【初心者向け】RAGプロンプト
RAGって、要するに何なの?
こんな経験ありませんか?
AIに「最近の〇〇について教えて」と聞いたら、「私の知識は2023年までなので…」みたいな返事が返ってきて、ちょっとガッカリしたこと。あるいは、専門的なことを聞いたのに、なんだか曖昧な回答しか返ってこなくて「いや、もっと具体的に知りたいんだけど…」ってなったこと。
RAGというのは、そういう「AIだけじゃ足りない部分」を補う仕組みなんです。

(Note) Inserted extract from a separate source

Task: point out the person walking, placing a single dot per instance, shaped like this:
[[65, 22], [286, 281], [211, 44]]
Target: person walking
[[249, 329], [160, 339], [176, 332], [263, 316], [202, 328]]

正式名称は「Retrieval-Augmented Generation」。日本語にすると「検索で補強された生成」みたいな感じでしょうか。
もっと簡単に言うと、AIが「ちょっと待って、今調べるから!」って言って、外部の情報を引っ張ってきてから答えてくれる技術です。人間でいえば、記憶だけで答えるんじゃなくて、スマホでググってから答えるような感じ。そっちの方が正確ですよね。
従来のAIは、学習した時点の知識しか持っていませんでした。だから、最新情報には弱かったし、特定の企業の内部資料とか、ニッチな専門知識には対応できなかったんです。でもRAGなら、必要な情報をその場で探してきて、それを元に回答を組み立ててくれる。

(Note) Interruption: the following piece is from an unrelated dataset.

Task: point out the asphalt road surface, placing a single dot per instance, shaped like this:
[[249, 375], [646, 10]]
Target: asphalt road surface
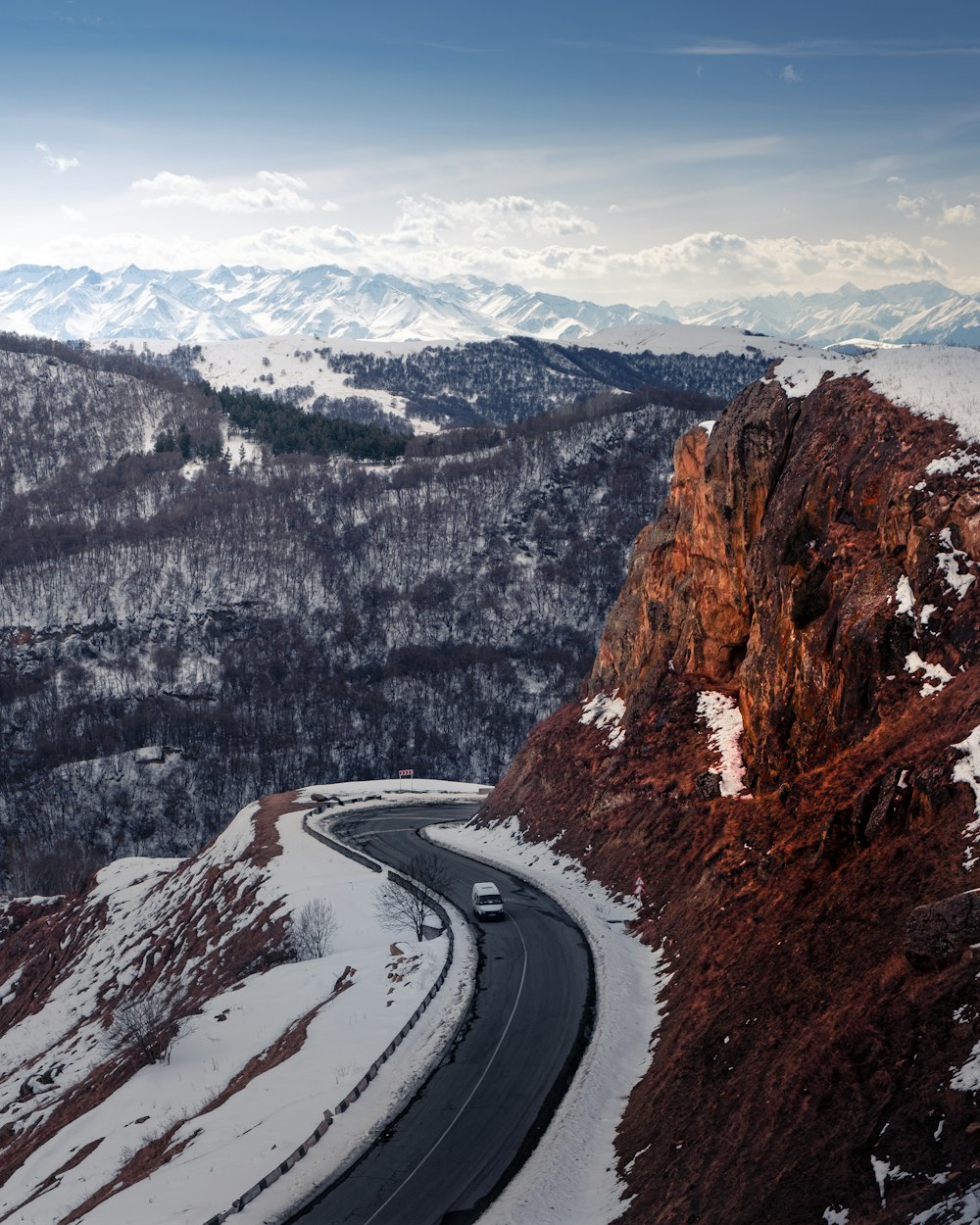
[[470, 1127]]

つまり、AIの「記憶力」と検索の「最新性・専門性」を組み合わせた、いいとこ取りの技術というわけです。
なぜGeminiとGrokがいいの?
さて、ここで少し現実的な話を。
RAGって概念自体は素晴らしいんですが、普通はシステムを構築する必要があります。プログラミングして、データベースを用意して、検索エンジンを組み込んで…って、初心者には結構ハードルが高い。
でも、GeminiとGrokは違うんです。
Geminiは、Googleの検索エンジンと連携できる「グラウンディング」という機能を持っています。つまり、Google検索の膨大な情報を自動的に参照しながら回答してくれる。しかも、200万トークンという長大なコンテキストウィンドウも持っているので、大量の資料を一度に読み込ませることもできます。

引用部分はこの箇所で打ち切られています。